Warnings from the independent Fire Risk Assessment were issued in June 2016, one year before the fire, and included deadlines for action.

In October, the fire risk assessor wrote to the Kensington and Chelsea Tenant Management Organisation​ (KCTMO) on why action still had not been taken on more than 20 issues he had identified.

The two fire safety audits reportedly found problems with damaged or poorly fitted doors and fire doors that did not self-close.

They raised questions about how the refurbishment had affected the operation of the building’s smoke venting system and the firefighter’s lift controls.

Labour MP for Tottenham David Lammy has said people were “culpable” for the Grenfell Tower fire.

He told the broadcaster: “There was clear negligence. That negligence has led to manslaughter and the loss of lives.

"People are culpable. This evidence is probably in front of the inquiry, but it is hugely important that the police act on this gross negligence that we're hearing about today."

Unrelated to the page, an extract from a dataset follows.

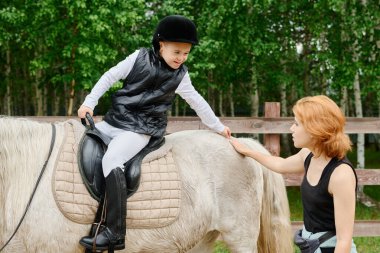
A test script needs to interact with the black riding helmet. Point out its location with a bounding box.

The KCTMO ceased to exist following the fire. The owner of Grenfell Tower, Kensington and Chelsea council said in a statement: “This will be a matter for the public inquiry, and to comment further could risk prejudicing the ongoing police investigation.

“We do not want to do or say anything that could obstruct the course of justice, because justice is what our residents want the most.

“Our first thoughts and our last thoughts will always be with those that lost their lives in the Grenfell Tragedy. We have been clear that we want the whole unvarnished truth and we will do all we can to assist, no matter what the consequences are for the council."